SpaceX shares jumped nearly 20% Monday in the Elon Musk-led rocket company’s first full day of trading following its record-shattering debut last week on the Nasdaq.
About 120 million shares had changed hands by 12 p.m. ET Monday, after trading volume on Friday broke past 500 million shares – nearing Facebook’s debut in 2012, when nearly 580 million shares were traded.
The historic debut on Friday opened at $150 a share, making it the largest-ever IPO and immediately shooting the company’s valuation above $2 trillion. It closed up 19.6% at $192.45.
In Sunday posts on X, his social-media platform, Musk claimed that SpaceX “might be able to reach” roughly $1 trillion revenue in 2030 – and “I would be surprised if revenue is not greater than $1T in 2031.”
That would be a huge growth trajectory, after SpaceX reported $18.7 billion in revenue last year.
SpaceX is perhaps best known for its reusable rockets and ambitions to colonize Mars.
But the company also owns Starlink, Musk’s satellite internet service provider, which has become a major government contractor over the past few years – and was the sole profitable division in 2025.
In February, Musk merged SpaceX with his artificial-intelligence startup, xAI.
The company’s massive spending on AI has weighed on its profits – and Musk has shown no signs of planning to slow down.
In 2025, SpaceX lost nearly $5 billion as its annual capital expenditures hit $20.7 billion.
In just the first quarter of 2026, SpaceX’s spending hit $10.1 billion – with AI accounting for $7.7 billion. That dwarfed its total spending in the same period last year of $4.1 billion.
Yet last week’s IPO easily smashed records, sparking a debate over whether the stock – and the broader AI, space and tech industries – are being overvalued.
CFRA on Friday gave SpaceX a “sell” rating with a 12-month price target of $115, which is nearly a 29% drop from Friday’s closing price. It attributed the less-than-enthusiastic outlook to “the company’s extremely ambitious growth strategy, elevated valuation expectations and significant capital intensity.”
“Investors aren’t buying today’s fundamentals – they’re buying Elon Musk, Starlink, AI, space infrastructure and the belief that SpaceX will dominate industries that don’t fully exist yet.

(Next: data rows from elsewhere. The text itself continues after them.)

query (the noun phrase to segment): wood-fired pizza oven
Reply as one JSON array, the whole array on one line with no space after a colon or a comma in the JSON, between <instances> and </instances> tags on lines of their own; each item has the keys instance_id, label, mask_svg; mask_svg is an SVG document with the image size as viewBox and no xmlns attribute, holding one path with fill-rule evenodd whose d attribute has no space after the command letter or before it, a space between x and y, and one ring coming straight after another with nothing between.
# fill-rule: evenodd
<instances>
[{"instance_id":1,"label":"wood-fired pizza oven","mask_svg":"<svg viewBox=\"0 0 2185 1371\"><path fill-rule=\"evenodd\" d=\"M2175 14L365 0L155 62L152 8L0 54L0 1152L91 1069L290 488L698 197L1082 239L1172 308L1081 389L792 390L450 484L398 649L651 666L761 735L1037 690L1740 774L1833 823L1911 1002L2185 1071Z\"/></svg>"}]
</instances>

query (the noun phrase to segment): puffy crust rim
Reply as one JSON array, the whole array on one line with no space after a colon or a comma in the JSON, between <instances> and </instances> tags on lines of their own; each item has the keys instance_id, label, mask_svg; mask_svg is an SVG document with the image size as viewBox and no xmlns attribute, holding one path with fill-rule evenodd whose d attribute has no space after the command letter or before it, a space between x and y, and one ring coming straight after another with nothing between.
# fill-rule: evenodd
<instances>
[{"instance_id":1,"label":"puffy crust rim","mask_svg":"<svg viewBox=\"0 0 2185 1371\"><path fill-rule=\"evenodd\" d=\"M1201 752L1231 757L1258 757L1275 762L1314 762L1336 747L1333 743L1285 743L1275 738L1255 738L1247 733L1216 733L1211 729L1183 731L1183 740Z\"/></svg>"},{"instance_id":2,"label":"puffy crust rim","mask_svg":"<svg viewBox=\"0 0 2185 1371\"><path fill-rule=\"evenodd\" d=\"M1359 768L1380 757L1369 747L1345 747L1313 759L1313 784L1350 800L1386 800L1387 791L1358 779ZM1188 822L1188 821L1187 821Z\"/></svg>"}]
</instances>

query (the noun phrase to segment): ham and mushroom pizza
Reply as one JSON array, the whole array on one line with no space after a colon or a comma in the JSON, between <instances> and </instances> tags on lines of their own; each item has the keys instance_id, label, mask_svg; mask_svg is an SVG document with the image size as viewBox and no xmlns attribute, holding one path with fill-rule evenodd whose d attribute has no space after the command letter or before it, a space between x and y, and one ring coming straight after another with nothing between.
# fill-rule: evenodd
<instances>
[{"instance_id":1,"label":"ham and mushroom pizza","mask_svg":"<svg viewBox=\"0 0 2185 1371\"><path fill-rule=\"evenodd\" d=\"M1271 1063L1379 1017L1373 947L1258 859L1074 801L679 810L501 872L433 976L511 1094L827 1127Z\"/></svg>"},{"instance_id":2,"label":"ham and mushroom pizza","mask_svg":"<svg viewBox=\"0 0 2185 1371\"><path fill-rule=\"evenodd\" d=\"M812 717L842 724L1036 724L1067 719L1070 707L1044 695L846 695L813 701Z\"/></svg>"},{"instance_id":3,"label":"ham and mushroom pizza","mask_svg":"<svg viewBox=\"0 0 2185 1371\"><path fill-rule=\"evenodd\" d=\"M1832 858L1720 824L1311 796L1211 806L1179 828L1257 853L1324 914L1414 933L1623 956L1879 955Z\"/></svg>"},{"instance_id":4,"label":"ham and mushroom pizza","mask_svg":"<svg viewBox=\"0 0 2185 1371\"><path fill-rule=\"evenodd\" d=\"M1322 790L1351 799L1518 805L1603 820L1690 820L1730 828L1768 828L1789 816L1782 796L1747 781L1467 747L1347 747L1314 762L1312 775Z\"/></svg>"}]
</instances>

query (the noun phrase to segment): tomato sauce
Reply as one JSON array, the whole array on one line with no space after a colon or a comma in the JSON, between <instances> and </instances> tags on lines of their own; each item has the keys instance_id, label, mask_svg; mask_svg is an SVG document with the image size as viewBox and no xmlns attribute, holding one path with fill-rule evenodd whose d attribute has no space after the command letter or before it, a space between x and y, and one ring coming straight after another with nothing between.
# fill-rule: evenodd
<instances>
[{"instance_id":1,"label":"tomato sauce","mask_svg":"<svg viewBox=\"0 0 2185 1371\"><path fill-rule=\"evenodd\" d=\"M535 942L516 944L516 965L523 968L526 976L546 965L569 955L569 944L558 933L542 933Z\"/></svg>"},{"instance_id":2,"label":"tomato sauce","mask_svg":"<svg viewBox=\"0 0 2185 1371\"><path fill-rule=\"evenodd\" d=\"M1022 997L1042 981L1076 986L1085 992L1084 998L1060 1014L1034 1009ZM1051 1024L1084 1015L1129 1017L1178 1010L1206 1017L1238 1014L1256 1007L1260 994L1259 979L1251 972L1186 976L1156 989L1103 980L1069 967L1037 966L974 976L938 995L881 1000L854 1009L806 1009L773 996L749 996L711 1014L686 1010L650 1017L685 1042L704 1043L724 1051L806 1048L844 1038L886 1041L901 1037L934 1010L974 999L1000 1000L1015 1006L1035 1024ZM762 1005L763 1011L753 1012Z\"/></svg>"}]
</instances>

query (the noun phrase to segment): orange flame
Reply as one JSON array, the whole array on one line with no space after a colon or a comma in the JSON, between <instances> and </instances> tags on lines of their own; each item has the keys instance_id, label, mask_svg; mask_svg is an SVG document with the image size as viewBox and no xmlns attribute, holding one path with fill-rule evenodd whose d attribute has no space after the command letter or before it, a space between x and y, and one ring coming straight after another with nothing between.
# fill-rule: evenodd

That’s exciting, but it also means expectations are getting very high,” Scott Martin, partner at Kingsview Wealth Management, told The Post.
“Can the stock continue to rise? Absolutely. But after a nearly 16% jump on top of a record IPO, investors should recognize that a lot of future expectations are already being priced in.”
In a note ahead of the IPO, Morningstar analyst Nicolas Owns said the firm values SpaceX at just $63 per share – calling the stock “overvalued.”